Adversaries are leveraging gen AI alongside pen-testing tools to write scripts for tasks such as network scanning, privilege escalation, and payload customization. AI is also likely being used by cybercriminals to analyze scan results and suggest optimal exploits, effectively allowing them to identify flaws in victim systems faster.
“These advances accelerate many phases in the kill chain, particularly initial access,” ReliaQuest concludes.
CSO’s Lucian Constantin offers a deeper look at how generative AI tools are transforming the cyber threat landscape by democratizing vulnerability hunting for for pen-testers and attackers alike.
Escalating threats with alternative platforms
Cybercriminals are rapidly shifting from ChatGPT to new AI models from China — DeepSeek and Qwen — to generate malicious content.
“Threat actors are openly sharing techniques to jailbreak these models, bypass security controls, and create malware, info-stealers, and spam campaigns with minimal restrictions,” according to Check Point Research. “Some are even discussing how to use these AI tools to evade banking anti-fraud protections — a significant escalation in cyber threats.”
“Multiple discussions and shared techniques on using DeepSeek to bypass banking system anti-fraud protections have been found, indicating the potential for significant financial theft,” Check Point warns in a technical blog post.
China-based AI company DeepSeek, whose recent entry has sent shockwaves through the industry, is weakly protected against abuse compared to its Western counterparts.
Check Point Research explains: “While ChatGPT has invested substantially in anti-abuse provisions over the last two years, these newer models appear to offer little resistance to misuse, thereby attracting a surge of interest from different levels of attackers, especially the low skilled ones — individuals who exploit existing scripts or tools without a deep understanding of the underlying technology.”
Cybercriminals have also begun developing their own large language models (LLMs) — such as WormGPT, FraudGPT, DarkBERT, and others — built without the guardrails that constrain criminals’ misuse of mainstream gen AI platforms.
These platforms are commonly harnessed for applications such as phishing and malware generation.
Moreover, mainstream LLMs can also be customized for targeted use.
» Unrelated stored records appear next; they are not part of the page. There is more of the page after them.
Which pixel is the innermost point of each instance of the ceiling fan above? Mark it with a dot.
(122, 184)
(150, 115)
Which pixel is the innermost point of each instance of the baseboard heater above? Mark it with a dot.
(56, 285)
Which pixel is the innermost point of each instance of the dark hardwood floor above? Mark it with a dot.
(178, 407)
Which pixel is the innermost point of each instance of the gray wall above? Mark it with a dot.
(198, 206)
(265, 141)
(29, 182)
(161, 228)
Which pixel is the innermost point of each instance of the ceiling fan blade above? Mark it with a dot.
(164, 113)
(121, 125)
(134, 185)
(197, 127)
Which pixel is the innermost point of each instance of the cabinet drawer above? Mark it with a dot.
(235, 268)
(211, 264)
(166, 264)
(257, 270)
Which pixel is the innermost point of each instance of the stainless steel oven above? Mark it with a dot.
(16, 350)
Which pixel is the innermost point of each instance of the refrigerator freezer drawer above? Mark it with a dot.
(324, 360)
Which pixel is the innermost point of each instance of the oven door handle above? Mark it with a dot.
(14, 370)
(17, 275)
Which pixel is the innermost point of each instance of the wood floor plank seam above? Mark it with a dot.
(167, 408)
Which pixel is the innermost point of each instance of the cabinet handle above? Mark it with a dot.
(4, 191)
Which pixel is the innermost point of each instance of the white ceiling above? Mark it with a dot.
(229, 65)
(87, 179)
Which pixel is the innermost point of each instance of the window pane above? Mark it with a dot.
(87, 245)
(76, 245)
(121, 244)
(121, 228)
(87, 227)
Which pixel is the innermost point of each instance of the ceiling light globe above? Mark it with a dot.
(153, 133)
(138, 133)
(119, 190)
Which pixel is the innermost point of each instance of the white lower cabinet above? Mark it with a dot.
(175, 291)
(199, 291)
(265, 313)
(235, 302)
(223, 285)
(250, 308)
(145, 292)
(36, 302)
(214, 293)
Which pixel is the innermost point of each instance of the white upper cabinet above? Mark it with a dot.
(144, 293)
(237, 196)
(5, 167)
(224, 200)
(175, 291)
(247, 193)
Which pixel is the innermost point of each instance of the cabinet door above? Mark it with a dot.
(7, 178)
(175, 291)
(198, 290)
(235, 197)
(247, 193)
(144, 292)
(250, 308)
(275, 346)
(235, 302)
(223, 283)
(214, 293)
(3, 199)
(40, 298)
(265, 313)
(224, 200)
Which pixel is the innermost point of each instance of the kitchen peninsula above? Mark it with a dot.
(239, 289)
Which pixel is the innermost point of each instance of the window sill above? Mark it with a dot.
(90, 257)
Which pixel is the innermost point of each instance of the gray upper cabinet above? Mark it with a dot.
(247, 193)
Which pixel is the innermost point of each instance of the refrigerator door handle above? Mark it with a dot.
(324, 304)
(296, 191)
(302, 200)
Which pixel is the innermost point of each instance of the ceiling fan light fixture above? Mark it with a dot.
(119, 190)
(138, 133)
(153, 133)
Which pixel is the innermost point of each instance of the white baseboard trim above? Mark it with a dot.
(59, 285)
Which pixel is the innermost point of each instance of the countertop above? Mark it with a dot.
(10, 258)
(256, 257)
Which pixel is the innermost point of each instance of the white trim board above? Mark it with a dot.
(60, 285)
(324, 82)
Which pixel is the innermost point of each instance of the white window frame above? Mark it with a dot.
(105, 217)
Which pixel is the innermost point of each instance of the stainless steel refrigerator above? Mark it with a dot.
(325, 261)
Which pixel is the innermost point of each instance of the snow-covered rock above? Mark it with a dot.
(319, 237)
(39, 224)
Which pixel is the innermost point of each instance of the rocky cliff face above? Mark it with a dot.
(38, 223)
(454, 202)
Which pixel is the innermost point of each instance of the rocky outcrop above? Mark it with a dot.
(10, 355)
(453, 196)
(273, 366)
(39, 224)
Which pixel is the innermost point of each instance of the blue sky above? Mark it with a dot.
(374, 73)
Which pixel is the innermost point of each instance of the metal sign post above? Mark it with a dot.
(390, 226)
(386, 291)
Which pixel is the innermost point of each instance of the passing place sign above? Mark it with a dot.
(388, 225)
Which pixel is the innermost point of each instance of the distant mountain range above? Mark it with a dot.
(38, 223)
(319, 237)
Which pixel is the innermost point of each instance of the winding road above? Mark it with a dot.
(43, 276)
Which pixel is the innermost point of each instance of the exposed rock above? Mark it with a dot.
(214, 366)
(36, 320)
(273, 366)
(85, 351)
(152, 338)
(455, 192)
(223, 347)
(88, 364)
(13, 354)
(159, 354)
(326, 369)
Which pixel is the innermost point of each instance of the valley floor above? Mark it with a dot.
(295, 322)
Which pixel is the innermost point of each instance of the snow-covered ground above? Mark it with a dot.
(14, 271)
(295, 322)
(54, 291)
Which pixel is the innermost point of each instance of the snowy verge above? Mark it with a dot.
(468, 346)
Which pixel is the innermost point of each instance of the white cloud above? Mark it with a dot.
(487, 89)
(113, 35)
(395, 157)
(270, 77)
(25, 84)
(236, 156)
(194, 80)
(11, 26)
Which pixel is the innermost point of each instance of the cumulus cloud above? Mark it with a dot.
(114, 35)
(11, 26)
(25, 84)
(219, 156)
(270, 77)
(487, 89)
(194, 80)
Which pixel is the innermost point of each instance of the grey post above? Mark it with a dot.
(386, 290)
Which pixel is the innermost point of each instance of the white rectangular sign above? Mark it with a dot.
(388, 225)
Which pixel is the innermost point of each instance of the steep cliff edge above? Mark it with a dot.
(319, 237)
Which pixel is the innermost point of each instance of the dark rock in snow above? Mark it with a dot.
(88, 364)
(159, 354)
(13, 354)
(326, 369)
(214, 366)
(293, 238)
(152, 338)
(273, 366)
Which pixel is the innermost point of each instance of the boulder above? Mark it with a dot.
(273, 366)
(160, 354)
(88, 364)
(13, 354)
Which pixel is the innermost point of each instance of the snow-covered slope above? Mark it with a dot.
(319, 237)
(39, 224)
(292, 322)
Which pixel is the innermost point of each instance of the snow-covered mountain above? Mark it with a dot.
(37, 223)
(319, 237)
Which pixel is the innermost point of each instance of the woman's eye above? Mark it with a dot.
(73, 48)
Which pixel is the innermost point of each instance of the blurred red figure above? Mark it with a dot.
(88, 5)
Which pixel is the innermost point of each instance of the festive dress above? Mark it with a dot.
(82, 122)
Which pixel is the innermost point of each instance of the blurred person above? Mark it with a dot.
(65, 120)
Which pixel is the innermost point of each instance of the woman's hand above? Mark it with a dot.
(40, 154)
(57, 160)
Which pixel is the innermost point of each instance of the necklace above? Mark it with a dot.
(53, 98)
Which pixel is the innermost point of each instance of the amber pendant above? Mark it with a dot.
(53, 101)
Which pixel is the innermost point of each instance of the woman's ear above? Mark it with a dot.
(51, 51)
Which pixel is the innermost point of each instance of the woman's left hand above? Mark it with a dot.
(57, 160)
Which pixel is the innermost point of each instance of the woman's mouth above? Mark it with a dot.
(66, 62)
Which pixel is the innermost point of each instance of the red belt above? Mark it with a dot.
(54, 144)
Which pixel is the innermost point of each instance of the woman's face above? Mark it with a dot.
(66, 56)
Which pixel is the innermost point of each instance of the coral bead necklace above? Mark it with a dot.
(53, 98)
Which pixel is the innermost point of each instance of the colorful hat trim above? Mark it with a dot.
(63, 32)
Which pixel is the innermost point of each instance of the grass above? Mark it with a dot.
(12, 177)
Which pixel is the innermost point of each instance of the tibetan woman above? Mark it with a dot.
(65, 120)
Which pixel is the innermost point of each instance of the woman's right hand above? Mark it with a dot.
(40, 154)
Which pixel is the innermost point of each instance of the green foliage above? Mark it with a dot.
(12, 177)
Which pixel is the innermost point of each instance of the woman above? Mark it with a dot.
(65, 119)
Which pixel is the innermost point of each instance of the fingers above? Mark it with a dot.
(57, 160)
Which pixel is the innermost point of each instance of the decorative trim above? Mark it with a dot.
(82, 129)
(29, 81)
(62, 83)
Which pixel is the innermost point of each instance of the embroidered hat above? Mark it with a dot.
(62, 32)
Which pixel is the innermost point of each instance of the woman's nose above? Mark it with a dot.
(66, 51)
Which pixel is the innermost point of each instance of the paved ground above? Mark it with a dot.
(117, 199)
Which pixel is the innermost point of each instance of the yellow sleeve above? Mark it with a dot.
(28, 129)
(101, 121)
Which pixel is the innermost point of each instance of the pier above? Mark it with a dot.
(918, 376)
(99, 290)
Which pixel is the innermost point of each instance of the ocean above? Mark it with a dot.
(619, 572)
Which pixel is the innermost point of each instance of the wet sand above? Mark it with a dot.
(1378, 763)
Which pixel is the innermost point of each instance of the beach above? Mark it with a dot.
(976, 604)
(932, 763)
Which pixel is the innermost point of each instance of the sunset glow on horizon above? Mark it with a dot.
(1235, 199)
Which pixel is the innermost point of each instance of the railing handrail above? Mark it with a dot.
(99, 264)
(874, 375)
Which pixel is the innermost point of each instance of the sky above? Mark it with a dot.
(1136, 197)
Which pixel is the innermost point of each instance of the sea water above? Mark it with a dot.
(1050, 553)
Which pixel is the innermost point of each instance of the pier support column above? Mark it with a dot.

Security researcher Chris Kubecka recently shared with CSO how her custom version of ChatGPT, called Zero Day GPT, helped her identify more than 20 zero-days in a matter of months.
Breaking in with authentication bypass
Gen AI tools can also be abused to bypass security defences such as CAPTCHAs or biometric authentication.
“AI can defeat CAPTCHA systems and analyze voice biometrics to compromise authentication,” according to cybersecurity vendor Dispersive. “This capability underscores the need for organizations to adopt more advanced, layered security measures.”
Countermeasures
Collectively the misuse of GenAI tools is making it easier for less skilled cybercriminals to earn a dishonest living. Defending against the attack vector challenges security professionals to harness the power of artificial intelligence more effectively than attackers.
“Criminal misuse of AI technologies is driving the necessity to test, detect, and respond to these threats, in which AI is also being leveraged to combat cybercriminal activity,” Mindgard’s Garraghan says.
In a blog post, Lawrence Pingree, VP of technical marketing at Dispersive, outlines preemptive cyber defenses that security professionals can take to win what he describes as an “AI ARMS (Automation, Reconnaissance, and Misinformation) race” between attackers and defenders.
“Relying on traditional detection and response mechanisms is no longer sufficient,” Pingree warns.
Alongside employee education and awareness programs, enterprises should be using AI to detect and neutralize generative AI-based threats in real-time. Randomization and preemptive changes to IP addresses, system configurations, and so on, can act as an obstacle to attack.
Leveraging AI to simulate potential attack scenarios and predict adversary behavior through threat simulation and predictive intelligence also offers increased resilience against potential attacks.